During the 22-month study period, 1095 patients with STEMI were admitted to hospital; 46% (119/258) of eligible patients received PHF (< or = 6 hours of symptom onset by ambulance). Paramedics contacted the study physician 3.6 times per week: 33% (119/357) of patients enrolled, and ECG transmission failure is 6%. Time-to-treatment was reduced with PHF versus inhospital (1 hour 43 minutes vs 2 hours 38 minutes; P < .001). Despite higher baseline Thrombolysis in Myocardial Infarction Scores and greater ECG territory at risk (ST), prehospital patients achieved more favorable outcomes: peak creatine kinase (1413 vs 1549 U/L; P = .122), Q wave at discharge (56.3% vs 70.7%; P = .003), and intracranial hemorrhage (0% vs 0.8%; P < 1.0), respectively. Inhospital mortality for PHF versus inhospital patients was 3.4% versus 4.8% (P = .627), with an adjusted odds ratio of 0.60 (confidence interval, 0.19-1.87).

CONCLUSION

Feasibility and applicability of PHF was demonstrated with a substantial reduction in treatment delay and favorable clinical outcomes.

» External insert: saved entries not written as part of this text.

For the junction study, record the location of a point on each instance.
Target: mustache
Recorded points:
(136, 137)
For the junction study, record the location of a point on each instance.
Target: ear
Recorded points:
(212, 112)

Extending the unrealized potential of paramedic-based PHF programs in North America is feasible and desirable.

摘要

背景

尽管临床试验被认为是证据的最高级别且对测试新型疗法至关重要,但由于缺乏真实的患者总数,它们无法代表“现实世界”,这限制了研究结果的普遍适用性。因此,结合一项新溶栓方案3+安全性和有效性评估试验,我们评估了一个当代综合性ST段抬高型心肌梗死(STEMI)患者队列,以研究基于急救医疗人员的院前纤溶治疗(PHF)新方案的可行性、适用性、安全性和有效性。

方法

在新溶栓方案3+入组期间对所有STEMI患者进行前瞻性观察性比较队列研究。评估治疗时间、系统性心电图(ECG)分析、肌酸激酶峰值、院内临床事件和死亡率。

结果

在为期22个月的研究期间,1095例STEMI患者入院;46%(119/258)的符合条件患者接受了PHF(救护车送达症状发作时间≤6小时)。急救医疗人员每周联系研究医生3.6次:33%(119/357)的患者入组,心电图传输失败率为6%。与院内治疗相比,PHF治疗时间缩短(1小时43分钟对2小时38分钟;P<.001)。尽管院前患者心肌梗死溶栓评分基线较高且心电图危险区域(ST段)更大,但他们获得了更有利的结果:肌酸激酶峰值(1413对1549 U/L;P=.122)、出院时Q波(56.3%对70.7%;P=.003)和颅内出血(0%对0.8%;P<1.0)。PHF患者与院内治疗患者的院内死亡率分别为3.4%和4.8%(P=.627),调整后的优势比为0.60(置信区间,0.19 - 1.87)。

结论

PHF的可行性和适用性得到了证明,治疗延迟大幅减少且临床结果良好。在北美扩展基于急救医疗人员的PHF方案未实现的潜力是可行且可取的。